Published on : Wednesday, January 15, 2014
JAIPUR: Rajasthan, that used to receive every third foreign tourist that came to India, is now looking inwards for tourism. The state is flooded with tourists, be that at monuments, for wildlife tourism or adventure tourism but coming across a foreign tourist is a rarity nowadays in the increasing number of domestic tourists.
Arrival of foreign tourists in the state has been declining steadily and compared to last year, tour operators and hoteliers confirmed that there has been a drop of 22-25 per cent.
The tour operators and hotels that were always so wary of Indian tourists after the global slowdown have in fact now started focusing on the domestic segment for survival.
Corroborating the facts is the Ministry of Tourism that pitches an annual increase in domestic tourist to an average 10%.
For instance, when the state reeled under extreme cold conditions on Sunday with mercury plummeting below normal, Nahargarh alone earned revenue of over Rs 36,000 from domestic tourists. In a similar situation, the Amber Palace with 6199 domestic tourists and barely 949 foreign visitors garnered revenue of Rs 4,55,325 besides Rs 45,770 parking fee on January 4 alone. Also, tourism statistics in the last quarter of 2013 at different monuments are a reflection of the changing trend.
“Number of foreign tourists has been thinning and even if they are here tour operators say they have no spending power. “We thought, gradually after the slow down, tourism would pick up, but year after year we are surviving on domestic tourists. Even with the overseas travellers, the bookings are ad hoc.
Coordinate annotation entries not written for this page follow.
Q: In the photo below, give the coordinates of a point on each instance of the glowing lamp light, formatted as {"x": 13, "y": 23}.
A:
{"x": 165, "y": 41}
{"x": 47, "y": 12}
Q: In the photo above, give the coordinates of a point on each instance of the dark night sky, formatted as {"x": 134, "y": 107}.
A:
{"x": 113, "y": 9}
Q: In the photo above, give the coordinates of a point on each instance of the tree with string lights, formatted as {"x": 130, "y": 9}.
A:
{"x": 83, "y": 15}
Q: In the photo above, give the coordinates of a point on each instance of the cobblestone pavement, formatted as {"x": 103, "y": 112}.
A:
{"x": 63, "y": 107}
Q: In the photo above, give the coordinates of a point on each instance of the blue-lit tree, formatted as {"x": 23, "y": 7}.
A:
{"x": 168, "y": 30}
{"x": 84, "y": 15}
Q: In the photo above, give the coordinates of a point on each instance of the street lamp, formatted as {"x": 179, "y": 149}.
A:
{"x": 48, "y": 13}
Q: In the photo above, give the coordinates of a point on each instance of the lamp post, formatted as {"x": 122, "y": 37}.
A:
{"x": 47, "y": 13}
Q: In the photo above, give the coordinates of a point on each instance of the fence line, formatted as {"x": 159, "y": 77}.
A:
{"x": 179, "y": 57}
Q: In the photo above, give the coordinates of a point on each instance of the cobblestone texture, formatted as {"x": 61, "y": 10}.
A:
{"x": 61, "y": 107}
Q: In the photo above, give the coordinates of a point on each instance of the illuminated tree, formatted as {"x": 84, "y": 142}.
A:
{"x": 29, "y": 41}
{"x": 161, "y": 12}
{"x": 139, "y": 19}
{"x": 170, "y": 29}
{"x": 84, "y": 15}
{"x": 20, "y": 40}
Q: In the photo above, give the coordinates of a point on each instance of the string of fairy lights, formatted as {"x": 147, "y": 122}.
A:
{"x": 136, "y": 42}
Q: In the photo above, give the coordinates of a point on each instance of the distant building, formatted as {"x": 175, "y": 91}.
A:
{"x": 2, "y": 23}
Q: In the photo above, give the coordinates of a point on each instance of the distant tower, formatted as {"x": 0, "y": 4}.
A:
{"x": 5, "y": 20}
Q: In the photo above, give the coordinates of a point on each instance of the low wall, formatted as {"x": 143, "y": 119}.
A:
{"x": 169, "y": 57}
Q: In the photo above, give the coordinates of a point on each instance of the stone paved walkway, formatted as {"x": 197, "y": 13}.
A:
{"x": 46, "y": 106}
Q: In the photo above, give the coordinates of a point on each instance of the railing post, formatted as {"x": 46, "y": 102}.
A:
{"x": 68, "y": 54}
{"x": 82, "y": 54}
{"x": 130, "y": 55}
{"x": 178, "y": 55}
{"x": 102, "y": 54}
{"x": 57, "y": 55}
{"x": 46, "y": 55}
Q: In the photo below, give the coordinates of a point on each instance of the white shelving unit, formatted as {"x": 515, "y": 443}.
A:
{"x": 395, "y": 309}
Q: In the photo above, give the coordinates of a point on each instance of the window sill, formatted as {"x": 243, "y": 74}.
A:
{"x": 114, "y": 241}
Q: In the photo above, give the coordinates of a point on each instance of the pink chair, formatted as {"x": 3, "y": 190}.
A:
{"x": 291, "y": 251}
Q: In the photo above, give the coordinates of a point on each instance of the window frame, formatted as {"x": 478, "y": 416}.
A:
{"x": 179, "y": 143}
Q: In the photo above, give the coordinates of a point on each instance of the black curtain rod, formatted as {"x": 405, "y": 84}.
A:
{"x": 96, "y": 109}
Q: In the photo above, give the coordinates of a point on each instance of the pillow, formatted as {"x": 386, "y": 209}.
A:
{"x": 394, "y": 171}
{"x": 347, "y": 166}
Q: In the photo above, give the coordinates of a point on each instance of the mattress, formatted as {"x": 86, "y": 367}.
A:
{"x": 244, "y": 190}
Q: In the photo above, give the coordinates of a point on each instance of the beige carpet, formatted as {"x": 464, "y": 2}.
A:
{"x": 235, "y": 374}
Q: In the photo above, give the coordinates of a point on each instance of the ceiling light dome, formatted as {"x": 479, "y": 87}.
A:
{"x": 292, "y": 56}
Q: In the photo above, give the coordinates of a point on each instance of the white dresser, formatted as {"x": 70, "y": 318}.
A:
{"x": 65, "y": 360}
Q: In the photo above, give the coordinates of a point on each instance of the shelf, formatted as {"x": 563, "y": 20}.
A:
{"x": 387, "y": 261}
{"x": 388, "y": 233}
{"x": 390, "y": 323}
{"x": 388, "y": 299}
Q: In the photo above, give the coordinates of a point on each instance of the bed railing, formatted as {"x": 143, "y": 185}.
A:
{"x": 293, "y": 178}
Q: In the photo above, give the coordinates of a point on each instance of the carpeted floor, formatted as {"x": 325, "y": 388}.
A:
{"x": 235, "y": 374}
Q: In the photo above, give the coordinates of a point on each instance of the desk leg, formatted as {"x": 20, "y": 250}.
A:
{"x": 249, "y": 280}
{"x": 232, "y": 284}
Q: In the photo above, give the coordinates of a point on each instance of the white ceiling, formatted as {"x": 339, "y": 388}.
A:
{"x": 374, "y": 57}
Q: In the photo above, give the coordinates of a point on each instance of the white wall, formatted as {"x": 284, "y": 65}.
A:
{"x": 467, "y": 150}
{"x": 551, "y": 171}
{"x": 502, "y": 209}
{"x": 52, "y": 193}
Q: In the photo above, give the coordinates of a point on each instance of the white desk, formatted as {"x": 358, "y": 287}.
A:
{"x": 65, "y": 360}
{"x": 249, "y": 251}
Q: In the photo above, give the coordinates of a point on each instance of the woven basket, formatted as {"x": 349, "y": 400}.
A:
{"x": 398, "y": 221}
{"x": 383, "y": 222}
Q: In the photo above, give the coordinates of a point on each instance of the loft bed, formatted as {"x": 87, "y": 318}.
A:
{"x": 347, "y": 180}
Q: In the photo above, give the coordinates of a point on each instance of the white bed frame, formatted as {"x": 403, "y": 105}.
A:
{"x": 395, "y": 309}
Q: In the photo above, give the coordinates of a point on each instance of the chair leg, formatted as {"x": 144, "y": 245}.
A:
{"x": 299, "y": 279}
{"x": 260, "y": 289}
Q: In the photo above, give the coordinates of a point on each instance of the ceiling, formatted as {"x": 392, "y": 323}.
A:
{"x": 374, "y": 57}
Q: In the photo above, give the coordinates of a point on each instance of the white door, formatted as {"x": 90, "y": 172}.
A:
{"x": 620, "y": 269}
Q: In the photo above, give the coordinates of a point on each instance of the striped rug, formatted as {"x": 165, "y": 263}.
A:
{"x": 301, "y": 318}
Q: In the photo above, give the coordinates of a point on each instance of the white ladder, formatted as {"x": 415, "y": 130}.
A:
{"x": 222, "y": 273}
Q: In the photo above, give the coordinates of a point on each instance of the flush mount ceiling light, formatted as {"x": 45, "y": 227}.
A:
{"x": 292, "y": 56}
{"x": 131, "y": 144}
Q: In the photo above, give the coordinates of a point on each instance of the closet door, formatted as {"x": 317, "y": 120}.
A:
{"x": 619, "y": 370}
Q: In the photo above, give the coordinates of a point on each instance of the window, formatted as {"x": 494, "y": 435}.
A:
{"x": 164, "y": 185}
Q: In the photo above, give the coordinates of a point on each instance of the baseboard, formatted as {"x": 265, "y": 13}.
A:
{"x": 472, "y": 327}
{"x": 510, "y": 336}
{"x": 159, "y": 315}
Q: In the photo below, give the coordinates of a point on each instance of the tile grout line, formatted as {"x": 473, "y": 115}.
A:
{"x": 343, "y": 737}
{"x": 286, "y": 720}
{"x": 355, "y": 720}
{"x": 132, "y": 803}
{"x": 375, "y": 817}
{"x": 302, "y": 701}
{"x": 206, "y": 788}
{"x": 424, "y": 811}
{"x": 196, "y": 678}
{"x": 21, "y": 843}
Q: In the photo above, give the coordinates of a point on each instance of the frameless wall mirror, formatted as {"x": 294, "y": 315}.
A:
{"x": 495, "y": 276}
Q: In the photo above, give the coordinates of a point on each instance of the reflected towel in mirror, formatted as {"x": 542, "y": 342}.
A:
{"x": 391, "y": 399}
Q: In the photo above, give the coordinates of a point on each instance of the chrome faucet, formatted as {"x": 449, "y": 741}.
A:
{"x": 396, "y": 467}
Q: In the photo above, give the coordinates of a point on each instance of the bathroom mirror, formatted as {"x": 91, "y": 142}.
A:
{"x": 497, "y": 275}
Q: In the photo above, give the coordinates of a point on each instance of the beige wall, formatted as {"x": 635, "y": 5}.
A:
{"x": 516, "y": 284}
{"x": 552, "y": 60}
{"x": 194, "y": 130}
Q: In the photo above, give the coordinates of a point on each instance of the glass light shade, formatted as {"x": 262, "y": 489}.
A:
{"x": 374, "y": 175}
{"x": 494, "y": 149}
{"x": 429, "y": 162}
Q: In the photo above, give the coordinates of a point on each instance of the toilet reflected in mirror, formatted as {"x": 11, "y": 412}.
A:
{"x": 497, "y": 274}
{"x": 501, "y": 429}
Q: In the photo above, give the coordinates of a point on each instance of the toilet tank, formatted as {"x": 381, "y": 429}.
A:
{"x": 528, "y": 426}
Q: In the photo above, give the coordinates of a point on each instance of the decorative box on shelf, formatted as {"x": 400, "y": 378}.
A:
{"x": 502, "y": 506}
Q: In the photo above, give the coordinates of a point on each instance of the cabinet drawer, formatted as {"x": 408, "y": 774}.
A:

Now we just get 15-20 days notice in case of any booking,” said Khalid Khan, executive director, Le Passage to India.
But looking beyond the obvious, a tour operator attributes this decline to India losing its image of a safe country and becoming a ‘rapist’s haven’. “There have been far too many incidents of rape that have been extensively covered by the media. When we sell a tour to a foreign agent we are not armed with information of a visual task force that could make them see India as a safe place. Why would anyone want to come to an unsafe country with exorbitantly charged hotels and inadequate tourism infrastructure,” said an official from an overseas travel company.